C’est un concept fondamental et passionnant (lors qu’on aime ce genre de chose) mais paradoxalement rarement enseigné. Vous l’entendrez donc utilisé plus ou moins hors de propos par des imposteurs qui n’ont pas vraiment compris de quoi il s’agit mais veulent briller en société en impressionnant des néophytes.

Note : J’avais déjà écrit un article sur le sujet en 2020 pour expliquer de quoi il s’agit mais alors que je le relisais (pour ensuite le traduire en anglais) je me suis rendu compte qu’il était encore trop théorique et méritait une réécriture pour le rendre plus accessible. La voici…

Qu’est-ce qu’une information ?

Pour quantifier quelque chose, encore faut-il savoir de quoi il s’agit. Vous pourriez croire que la réponse est triviale mais elle mérite des précisions pour éviter l’erreur courante qui consiste confondre « information » et « donnée ».

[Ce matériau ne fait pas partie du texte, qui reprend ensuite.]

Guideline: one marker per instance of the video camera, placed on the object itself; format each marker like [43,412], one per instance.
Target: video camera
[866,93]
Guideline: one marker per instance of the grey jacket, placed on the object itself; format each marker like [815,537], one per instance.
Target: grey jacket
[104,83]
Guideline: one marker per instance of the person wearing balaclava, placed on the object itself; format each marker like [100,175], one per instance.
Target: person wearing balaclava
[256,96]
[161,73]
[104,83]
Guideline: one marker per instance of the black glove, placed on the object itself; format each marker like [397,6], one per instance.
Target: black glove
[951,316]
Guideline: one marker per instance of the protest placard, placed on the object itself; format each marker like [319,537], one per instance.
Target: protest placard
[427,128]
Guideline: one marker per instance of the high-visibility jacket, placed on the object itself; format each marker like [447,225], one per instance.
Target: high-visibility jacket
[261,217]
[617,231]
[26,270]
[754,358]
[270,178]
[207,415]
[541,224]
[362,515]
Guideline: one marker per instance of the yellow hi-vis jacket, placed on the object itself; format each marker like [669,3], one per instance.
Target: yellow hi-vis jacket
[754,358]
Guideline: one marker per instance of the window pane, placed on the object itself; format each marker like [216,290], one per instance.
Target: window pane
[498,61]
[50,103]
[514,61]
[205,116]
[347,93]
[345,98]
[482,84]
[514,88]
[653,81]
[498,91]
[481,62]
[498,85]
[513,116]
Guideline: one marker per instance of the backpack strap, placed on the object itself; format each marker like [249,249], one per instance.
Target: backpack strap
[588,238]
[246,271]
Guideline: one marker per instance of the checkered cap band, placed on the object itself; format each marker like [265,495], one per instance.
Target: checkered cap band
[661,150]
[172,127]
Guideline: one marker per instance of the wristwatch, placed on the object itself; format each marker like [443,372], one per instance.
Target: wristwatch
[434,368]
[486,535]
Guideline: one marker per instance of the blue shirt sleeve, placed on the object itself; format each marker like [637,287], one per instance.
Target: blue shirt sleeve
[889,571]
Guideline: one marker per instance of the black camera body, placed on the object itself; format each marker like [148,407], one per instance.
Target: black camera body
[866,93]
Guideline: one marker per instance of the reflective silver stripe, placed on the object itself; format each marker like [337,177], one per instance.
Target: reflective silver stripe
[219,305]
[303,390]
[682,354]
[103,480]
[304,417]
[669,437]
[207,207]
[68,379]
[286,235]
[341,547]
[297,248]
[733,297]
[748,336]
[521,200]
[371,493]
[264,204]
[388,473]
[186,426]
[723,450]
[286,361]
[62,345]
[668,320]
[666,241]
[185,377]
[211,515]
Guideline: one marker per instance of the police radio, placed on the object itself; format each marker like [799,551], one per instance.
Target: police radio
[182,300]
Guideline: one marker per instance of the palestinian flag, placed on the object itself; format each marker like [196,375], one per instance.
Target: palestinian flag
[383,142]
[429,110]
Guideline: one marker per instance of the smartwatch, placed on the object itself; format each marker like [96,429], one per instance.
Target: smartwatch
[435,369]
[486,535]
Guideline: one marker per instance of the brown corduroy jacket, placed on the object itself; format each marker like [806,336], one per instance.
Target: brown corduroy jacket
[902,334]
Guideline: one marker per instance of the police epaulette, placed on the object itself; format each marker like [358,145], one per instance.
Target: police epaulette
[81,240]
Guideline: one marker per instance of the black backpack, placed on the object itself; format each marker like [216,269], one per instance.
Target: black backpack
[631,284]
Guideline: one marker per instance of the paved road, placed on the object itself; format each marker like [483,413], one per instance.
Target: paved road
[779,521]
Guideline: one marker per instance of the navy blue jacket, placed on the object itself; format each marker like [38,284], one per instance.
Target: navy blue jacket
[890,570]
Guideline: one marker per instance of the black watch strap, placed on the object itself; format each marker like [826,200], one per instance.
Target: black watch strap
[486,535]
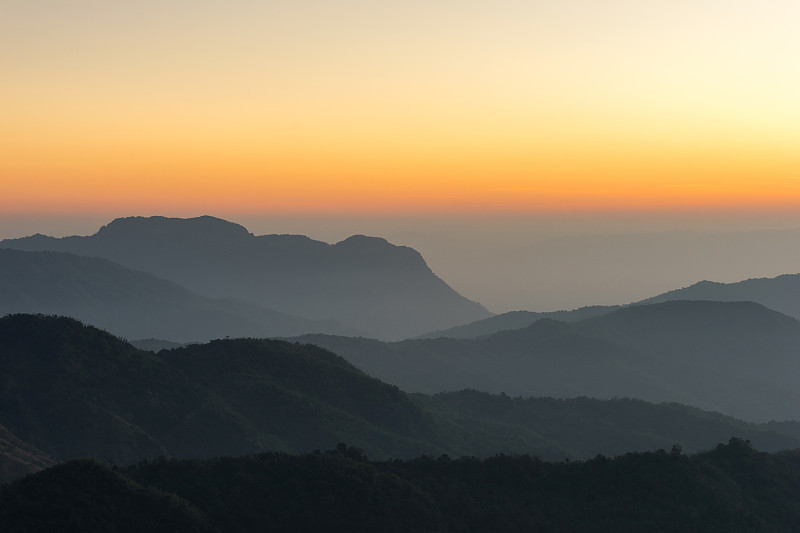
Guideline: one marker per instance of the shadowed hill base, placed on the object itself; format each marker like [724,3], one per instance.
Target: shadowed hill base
[741,359]
[70,390]
[729,488]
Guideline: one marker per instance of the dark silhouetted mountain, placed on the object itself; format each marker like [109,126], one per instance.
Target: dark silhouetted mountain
[74,391]
[130,303]
[517,320]
[741,358]
[731,487]
[70,390]
[18,457]
[84,495]
[780,294]
[362,282]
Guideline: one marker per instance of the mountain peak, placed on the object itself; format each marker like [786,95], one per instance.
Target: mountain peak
[206,226]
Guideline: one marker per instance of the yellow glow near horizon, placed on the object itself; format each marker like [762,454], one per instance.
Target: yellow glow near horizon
[311,107]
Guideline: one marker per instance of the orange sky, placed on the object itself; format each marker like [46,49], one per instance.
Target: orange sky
[304,107]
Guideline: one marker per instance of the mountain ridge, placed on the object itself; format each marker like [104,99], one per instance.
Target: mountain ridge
[365,283]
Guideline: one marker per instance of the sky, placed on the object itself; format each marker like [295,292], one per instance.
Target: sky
[320,117]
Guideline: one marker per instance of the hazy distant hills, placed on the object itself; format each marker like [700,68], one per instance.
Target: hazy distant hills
[130,303]
[365,283]
[70,390]
[781,294]
[738,358]
[730,488]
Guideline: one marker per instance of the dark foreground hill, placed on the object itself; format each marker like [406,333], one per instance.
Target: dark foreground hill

Pour faire simple (car ce sujet mériterait un article à part entière), la nuance est au cœur du Guide du voyageur galactique. Mais comme je vous sens pressés, voici un résumé de cette parabole :

Pensée Profonde, le deuxième plus grand ordinateur de tous les temps, mit près de sept million et demi d’années de calculs intensifs pour finalement fournir la réponse ultime : « 42 ».

Face à l’incompréhension et la frustration générale du public, Pensée Profonde précisa que le problème était qu’ils n’avaient jamais vraiment bien saisi la question et qu’un deuxième ordinateur pourrait la fournir.

Après maintes péripéties, Arthur Dent finit par la découvrir : « Six fois neuf ? Quarante-deux. » ce qui résout ainsi la grande question sur la vie, l’Univers et le reste.

Ainsi, lorsque Pensée Profonde fourni la réponse « 42 », elle est évidement incompréhensible car sans contexte, on ne sait pas de quoi il s’agit (e.g. un département, une température, une mensuration…). Cette donnée ne nous informe pas le moins du monde.

Ce n’est qu’en retrouvant la question qu’Arthur Dent donne un sens à 42, qui est ici la solution d’une équation (x=6×9x = 6 \times 9). C’est dans cette relation à une question qu’une donnée devient une information.

Quantité intuitive d’information

Nous rentrerons dans les détails dans la suite mais pour l’instant, vous sentez déjà que toutes les réponses ne sont pas équivalentes et ne vous informent pas autant les unes que les autres. Certaines contiennent plus d’information que d’autres.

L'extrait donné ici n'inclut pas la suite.